Sentaram-se à mesa e ele pediu ao seu amigo que havia ficado atendendo para trazer-lhes outra cerveja. Prontamente o pedido foi atendido e ele pegou nas mãos de longos dedos brancos que ela deixava sobre a mesa. Ele adorava o toque daquelas mãos em seus cabelos.
- Senti sua falta - murmurou ele, corando levemente. Apesar de sua timidez extrema, sentia que precisava se libertar ao lado dela. Por ela valia a pena enfrentar o terror da própia timidez.
- Eu também - disse ela, sendo mais verdadeira do que jamais esperara. O carinho dominava-a numa onda suave e crescente, olhava para aquele rosto tão bonito e tão tímido e por um momento se esquecia dos olhos verdes e brilhantes que a destruíam. Esquecia-se de tudo diante dele.
Seus olhos tornaram-se marejados outra vez. Estava indo muito bem, até lembrar-se dos olhos verdes e brilhantes - por que amá-los tanto? Percebeu então que qualquer tentativa de força era inútil, ela havia acreditado na beleza e agora havia caído. Não havia como amenizar a dor do aborto das esperanças. Mordeu o lábio inferior, e antes que se desse por conta, foi abraçada fortemente por ele. Sim, ele havia percebido a mudança em seus olhos e sabia o que isso significava, sabia perfeitamente. Apertou-a contra si como se assim não fosse jamais perdê-la, apesar de saber que tudo, inexoravelmente, chegava ao fim cedo ou tarde. Ele havia tido esperanças de que ela descobrisse que a única forma bela e verdadeira de amor era a que tinham encontrado juntos - onde apenas compartilhavam, sem medo e sem mágoa, apenas carinho - sem antes tentar viver em uma beleza inexistente, impossível, idealizada. Mas ela tentara, e no fundo ele sempre soubera que ela tentaria, era verdadeira demais para não tentar. E a prova disso estava nas lágrimas que ele sentia em seus braços.
Era incrível que aquela fosse apenas a quinta noite em que se encontravam. Agora sabiam que precisavam permanecer nessa distância segura, compartilhando o agradável silêncio apenas quando eram levados a isso por qualquer motivo que fosse.
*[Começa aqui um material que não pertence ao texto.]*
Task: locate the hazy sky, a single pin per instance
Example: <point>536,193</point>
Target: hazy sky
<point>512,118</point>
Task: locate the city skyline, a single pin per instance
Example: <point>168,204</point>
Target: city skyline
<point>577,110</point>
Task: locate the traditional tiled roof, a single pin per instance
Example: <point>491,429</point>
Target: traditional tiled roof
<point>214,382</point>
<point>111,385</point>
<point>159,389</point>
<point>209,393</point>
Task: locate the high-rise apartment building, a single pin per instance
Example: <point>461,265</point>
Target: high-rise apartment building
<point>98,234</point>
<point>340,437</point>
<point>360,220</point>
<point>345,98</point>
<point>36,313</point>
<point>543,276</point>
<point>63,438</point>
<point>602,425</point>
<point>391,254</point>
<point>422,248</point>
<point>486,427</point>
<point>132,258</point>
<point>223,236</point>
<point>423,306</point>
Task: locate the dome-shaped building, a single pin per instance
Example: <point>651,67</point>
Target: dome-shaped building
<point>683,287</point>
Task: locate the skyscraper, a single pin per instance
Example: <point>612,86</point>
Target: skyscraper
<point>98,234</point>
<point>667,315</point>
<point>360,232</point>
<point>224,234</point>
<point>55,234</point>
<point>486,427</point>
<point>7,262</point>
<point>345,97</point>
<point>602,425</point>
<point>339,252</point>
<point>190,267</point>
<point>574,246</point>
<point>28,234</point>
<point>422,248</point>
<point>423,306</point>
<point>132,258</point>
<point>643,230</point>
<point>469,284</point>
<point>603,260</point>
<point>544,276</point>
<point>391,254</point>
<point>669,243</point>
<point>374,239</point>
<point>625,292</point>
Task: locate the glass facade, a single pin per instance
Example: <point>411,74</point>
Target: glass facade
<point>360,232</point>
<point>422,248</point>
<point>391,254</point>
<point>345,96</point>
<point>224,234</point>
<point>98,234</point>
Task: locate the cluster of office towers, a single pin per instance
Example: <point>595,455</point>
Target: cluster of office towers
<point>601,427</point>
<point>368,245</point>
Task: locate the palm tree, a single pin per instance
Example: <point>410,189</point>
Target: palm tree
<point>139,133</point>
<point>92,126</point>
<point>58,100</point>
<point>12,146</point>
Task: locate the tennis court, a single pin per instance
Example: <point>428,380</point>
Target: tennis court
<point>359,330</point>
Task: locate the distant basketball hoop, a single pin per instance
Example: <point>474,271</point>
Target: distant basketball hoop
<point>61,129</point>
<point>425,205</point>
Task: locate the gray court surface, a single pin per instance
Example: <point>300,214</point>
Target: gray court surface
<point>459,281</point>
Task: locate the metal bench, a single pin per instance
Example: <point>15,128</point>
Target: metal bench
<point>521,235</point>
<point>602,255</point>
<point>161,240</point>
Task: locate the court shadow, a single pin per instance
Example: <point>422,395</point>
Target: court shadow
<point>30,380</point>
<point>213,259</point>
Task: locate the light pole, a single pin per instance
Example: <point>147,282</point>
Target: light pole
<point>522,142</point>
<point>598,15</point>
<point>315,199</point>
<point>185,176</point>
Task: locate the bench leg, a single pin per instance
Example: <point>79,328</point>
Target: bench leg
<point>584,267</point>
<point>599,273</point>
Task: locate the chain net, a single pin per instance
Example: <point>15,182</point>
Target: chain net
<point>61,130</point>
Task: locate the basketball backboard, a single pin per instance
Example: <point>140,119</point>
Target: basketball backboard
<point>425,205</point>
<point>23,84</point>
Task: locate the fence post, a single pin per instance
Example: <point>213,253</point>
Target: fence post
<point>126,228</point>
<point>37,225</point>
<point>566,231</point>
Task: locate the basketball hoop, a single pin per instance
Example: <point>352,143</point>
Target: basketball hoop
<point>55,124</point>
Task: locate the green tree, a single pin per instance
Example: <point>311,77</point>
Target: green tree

Não poderiam tentar ficar juntos, não poderiam jamais tentar construir algo belo e verdadeiro, pois a beleza e a verdade já se faziam ali, naquela cumplicidade silenciosa de brilhos nos olhos e iguais angústias vividas. A beleza estava no carinho, no silêncio, no caminhar na madrugada - e se amavam mais verdadeiramente do que jamais poderiam amar outras pessoas. Ela passaria a noite com ele, não falariam nada sobre seu choro e sua ausência. Fumariam, beberiam e se beijariam a noite toda e como das outras vezes, ele a convidaria para seu apartamento mas desta vez ambos recusariam: sabiam que aquela pouca e inesperada beleza era a única que ainda lhes restava. E era a única beleza que os mantinha vivos.